October 10, 2011 Comments off

Fortnum and Mason 145 Campaign

Tel: 07771850963

Email: [email protected]

Embargo: 10/10/2011

FORTNUM AND MASON ‘SPARTACUS’ PROTESTORS DUE IN COURT

1300: City of Westminster Magistrates Court,NW1 5HB

At 2pm on Monday, Westminster Magistrates court will hear an unprecedented case involving 21 ukuncut activists who have asked to be taken to court, taking a popular cultural reference in declaring themselves as ‘Spartacus’ in the process [1].

This follows on from the sit-in protest at the luxury Fortnum and Mason store in March of this year, in which the police controversially arrested 145 protestors for ‘aggravated trespass’ and held them for 24 hours in a police cell [2].

However, in July this year, the protesters received a letter from the CPS stating that they would only be continuing to prosecute 30 individuals, and would be ‘discontinuing’ the cases against 109 protesters [3].

However, shortly afterwards, the 21 activists in question used their right to ‘revive’ a criminal prosecution by sending a letter back to the CPS asking to be re-trialled in solidarity with those 30 protesters still face prosecution [4].

The 21 risk a maximum sentence of 3 months in prison and a maximum fine of £1,500 if prosecuted and found guilty.

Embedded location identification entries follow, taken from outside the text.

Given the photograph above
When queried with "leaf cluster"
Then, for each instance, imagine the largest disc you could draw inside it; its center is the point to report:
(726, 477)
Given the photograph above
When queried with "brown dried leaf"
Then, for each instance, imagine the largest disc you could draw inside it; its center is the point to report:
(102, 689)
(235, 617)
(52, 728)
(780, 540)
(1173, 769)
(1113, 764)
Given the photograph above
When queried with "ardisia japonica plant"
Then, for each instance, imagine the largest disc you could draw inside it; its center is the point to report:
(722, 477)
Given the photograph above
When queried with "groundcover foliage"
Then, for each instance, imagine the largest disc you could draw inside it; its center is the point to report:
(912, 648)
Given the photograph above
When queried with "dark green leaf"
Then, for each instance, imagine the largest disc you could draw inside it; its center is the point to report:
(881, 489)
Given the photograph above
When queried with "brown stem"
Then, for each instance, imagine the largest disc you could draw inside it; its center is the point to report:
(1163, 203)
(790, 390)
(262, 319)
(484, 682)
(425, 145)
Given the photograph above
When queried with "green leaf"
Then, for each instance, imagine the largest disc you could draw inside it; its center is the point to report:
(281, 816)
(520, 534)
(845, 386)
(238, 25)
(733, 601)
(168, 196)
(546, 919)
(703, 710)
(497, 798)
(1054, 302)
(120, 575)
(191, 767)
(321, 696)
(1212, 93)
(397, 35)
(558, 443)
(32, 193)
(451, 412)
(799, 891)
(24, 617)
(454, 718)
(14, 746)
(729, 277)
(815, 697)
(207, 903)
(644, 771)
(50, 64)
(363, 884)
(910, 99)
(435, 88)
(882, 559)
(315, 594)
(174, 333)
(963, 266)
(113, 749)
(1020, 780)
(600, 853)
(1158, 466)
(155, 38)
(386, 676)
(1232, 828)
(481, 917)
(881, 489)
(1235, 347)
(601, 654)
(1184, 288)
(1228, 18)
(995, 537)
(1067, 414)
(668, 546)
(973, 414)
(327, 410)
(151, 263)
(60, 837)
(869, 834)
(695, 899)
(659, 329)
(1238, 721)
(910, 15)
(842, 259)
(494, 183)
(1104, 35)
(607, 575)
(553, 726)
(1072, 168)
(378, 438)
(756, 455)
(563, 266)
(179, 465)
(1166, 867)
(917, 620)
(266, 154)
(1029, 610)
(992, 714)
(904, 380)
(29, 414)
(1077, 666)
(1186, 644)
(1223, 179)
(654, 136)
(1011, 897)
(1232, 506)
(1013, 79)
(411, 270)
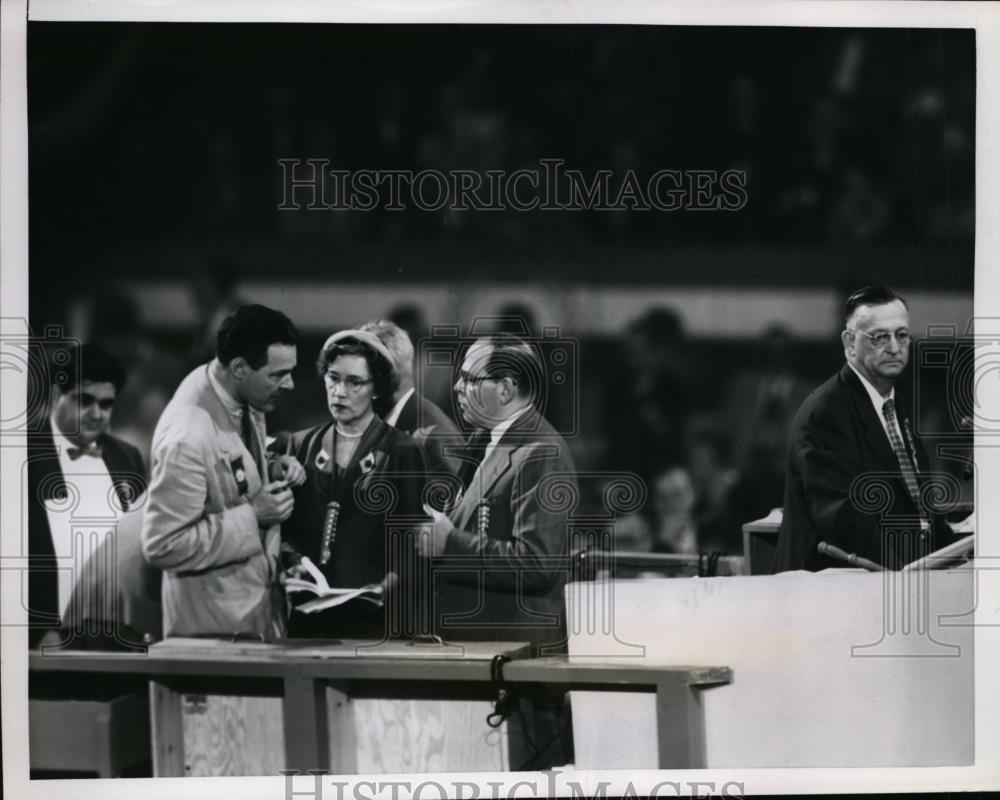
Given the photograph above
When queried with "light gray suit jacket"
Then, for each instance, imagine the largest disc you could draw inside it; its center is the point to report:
(220, 568)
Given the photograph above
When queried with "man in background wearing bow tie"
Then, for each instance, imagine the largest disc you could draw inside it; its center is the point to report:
(852, 431)
(74, 467)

Thomas Pursey said “I’m sparticus! The attempted prosecution of 30 individuals for simply sitting in a shop protesting about unncessary cuts and disgusting tax avoidance by the rich is a farse! I’m standing up and saying the CPS should drop all charges!”

Robert Johnstone, one of those who was arrested at Fortnum and Masons said “It is clear that we were all arrested in an attempt to scare people from protesting, and the police have already admitted that arrests were made for ‘intelligence gathering’ on UK Uncut [5]. I had to spend 24 hours in a police cell for a legitimate protest about the government’s unfair and unnecessary cuts to public services. It is supposed to be our democratic right to protest!”

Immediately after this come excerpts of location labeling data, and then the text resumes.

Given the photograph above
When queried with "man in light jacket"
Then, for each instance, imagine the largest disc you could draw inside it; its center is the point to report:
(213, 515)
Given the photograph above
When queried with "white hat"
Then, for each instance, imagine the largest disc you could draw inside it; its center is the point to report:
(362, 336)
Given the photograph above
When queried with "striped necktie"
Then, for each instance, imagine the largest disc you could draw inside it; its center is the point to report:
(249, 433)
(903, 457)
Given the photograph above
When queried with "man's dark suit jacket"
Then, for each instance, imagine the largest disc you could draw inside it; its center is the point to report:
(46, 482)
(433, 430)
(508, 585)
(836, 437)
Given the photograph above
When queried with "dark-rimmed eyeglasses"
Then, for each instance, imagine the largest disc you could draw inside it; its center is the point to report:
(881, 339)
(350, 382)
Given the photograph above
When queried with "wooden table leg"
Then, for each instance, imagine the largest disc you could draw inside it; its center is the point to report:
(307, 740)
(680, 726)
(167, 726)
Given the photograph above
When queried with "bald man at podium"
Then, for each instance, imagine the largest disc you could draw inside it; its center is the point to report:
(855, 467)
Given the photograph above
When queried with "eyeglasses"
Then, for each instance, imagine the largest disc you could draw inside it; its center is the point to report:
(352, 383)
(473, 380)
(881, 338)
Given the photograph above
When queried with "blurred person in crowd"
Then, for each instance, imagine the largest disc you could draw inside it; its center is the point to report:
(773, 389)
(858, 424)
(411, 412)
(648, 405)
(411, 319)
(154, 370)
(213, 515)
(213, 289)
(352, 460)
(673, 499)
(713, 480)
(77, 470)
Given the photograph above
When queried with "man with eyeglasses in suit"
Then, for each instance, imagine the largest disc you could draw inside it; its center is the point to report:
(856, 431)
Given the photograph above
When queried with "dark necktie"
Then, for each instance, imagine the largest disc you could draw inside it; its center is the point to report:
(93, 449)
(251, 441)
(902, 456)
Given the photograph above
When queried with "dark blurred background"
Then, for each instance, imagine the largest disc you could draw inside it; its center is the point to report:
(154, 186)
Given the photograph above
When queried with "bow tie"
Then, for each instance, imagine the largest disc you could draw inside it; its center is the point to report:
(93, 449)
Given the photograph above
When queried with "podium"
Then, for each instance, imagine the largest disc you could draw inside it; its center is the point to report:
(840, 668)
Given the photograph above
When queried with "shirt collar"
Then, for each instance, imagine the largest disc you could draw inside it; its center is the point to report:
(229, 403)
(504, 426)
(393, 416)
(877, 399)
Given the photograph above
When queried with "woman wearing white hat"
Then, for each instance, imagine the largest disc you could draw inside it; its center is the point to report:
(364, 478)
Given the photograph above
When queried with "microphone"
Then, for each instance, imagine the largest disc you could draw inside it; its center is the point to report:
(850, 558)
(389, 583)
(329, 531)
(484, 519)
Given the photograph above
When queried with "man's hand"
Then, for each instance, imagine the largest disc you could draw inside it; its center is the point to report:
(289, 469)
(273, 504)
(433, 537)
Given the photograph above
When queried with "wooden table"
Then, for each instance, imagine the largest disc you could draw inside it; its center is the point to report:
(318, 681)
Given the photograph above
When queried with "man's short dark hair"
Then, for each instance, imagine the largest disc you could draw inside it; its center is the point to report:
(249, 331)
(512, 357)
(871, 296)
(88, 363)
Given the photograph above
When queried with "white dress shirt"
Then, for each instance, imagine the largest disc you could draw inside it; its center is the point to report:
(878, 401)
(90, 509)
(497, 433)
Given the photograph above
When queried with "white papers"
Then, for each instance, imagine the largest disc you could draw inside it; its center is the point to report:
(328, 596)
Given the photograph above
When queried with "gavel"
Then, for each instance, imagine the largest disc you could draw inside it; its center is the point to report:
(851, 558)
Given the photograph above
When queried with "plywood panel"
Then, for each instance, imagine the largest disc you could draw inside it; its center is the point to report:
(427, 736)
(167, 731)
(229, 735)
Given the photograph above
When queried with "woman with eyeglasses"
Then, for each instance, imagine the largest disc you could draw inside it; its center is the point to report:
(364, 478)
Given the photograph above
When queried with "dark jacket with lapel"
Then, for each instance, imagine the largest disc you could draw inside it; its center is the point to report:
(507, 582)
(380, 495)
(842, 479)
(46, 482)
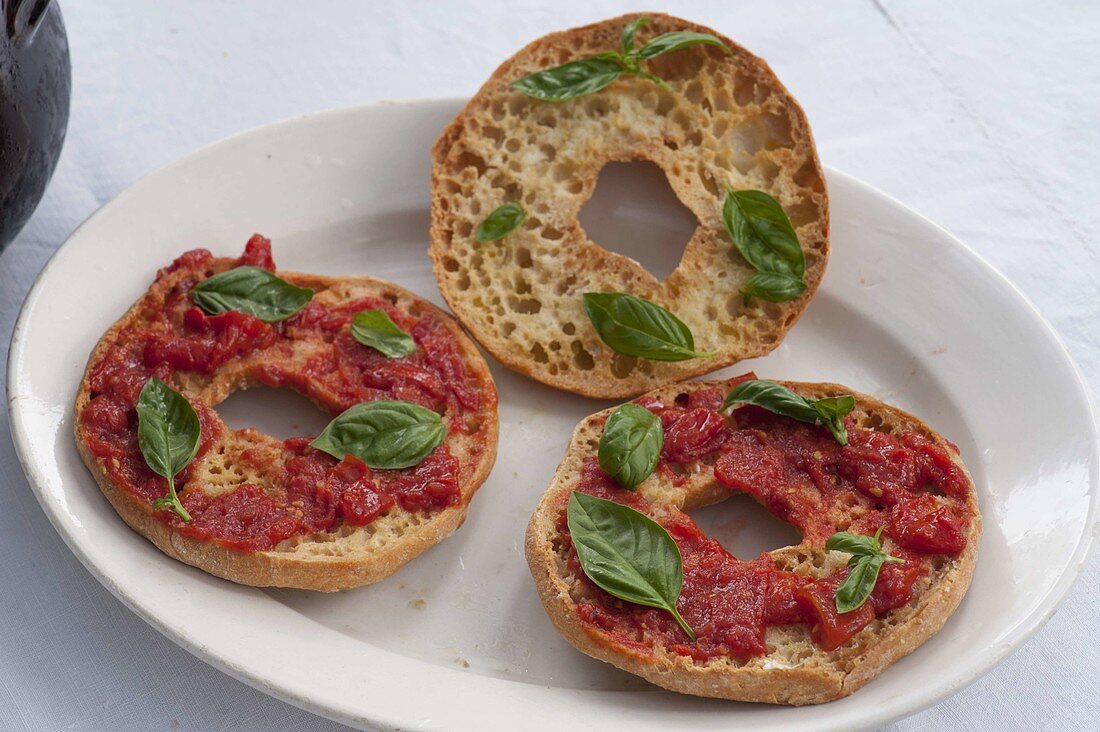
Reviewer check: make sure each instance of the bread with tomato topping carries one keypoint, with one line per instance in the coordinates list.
(795, 662)
(277, 513)
(724, 120)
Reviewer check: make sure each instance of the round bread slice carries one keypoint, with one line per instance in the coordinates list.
(794, 669)
(724, 121)
(243, 483)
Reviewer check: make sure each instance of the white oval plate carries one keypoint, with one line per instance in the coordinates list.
(458, 640)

The outcome of the court hearing on Monday – in which the 21 will be entering plees ahead of the first full trials in November – is unclear given the unprecedented nature of the move.

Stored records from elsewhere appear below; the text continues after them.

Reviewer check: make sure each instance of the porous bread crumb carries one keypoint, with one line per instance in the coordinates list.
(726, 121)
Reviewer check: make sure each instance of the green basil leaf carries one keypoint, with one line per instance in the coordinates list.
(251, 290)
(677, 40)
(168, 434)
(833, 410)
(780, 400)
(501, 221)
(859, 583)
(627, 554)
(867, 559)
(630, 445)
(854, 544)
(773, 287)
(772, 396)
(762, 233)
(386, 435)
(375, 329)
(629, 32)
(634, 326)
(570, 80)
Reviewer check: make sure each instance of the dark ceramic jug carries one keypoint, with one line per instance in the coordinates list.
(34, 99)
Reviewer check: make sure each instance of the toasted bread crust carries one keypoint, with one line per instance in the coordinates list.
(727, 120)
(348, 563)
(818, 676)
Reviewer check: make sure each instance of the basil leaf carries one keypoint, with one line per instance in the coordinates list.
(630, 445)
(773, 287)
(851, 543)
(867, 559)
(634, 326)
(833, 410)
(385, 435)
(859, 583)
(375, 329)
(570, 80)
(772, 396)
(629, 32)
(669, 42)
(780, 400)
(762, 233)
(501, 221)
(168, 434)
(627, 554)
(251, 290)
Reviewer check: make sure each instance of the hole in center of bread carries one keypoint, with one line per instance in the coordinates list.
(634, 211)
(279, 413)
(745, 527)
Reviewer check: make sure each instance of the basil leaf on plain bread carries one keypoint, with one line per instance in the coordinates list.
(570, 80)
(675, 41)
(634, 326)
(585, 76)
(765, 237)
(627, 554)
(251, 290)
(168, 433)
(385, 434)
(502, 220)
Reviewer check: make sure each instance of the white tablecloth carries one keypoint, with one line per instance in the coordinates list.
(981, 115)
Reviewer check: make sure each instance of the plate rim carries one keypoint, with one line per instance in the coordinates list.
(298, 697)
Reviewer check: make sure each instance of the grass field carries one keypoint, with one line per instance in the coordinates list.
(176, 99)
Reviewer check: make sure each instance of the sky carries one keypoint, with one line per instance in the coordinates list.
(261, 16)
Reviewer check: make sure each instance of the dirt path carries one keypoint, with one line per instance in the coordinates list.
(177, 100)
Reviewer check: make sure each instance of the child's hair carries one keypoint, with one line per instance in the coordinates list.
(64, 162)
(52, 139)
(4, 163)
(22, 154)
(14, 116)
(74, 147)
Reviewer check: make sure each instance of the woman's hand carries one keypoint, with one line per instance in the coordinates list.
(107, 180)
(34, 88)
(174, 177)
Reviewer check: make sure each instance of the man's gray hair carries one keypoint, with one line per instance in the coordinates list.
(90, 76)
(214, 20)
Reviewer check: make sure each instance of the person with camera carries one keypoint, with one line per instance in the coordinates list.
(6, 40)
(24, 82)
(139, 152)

The courts may prosecute, adding more names to an already bulging post-riot court schedule and budget. Or they may offer ‘no evidence’, thereby formerly finding the 21 ‘not guilty’.

Read more…

Support the remaining defendants

August 4, 2011 Comments off

On 19th August, the second half of the defendants remaining from the occupation of Fortnum and Masons will appear in court to enter their pleas and have their court dates set.

Our support is both an incredible morale boost for those facing the daunting prospect of the courtroom and also sends a clear message to those few that want to quash the right to protest.

Meeting place
City Of Westminster Magistrates Court, 70 Horseferry Road, London
Date
Friday 19th August 2011
Time to meet
1.30pm

You all know the story by now…

The F&M occupation was described by a senior police officer on the scene as ‘sensible’ and ‘non-violent’. Another description of the sit-in reads: “the perfect accompaniment to my tea and scones” – a sit-in to draw attention to the £10m/year tax-dodge by Wittington Investments, the owners of Fortnum & Mason while the rest of the country faces deep cuts to public spending and services.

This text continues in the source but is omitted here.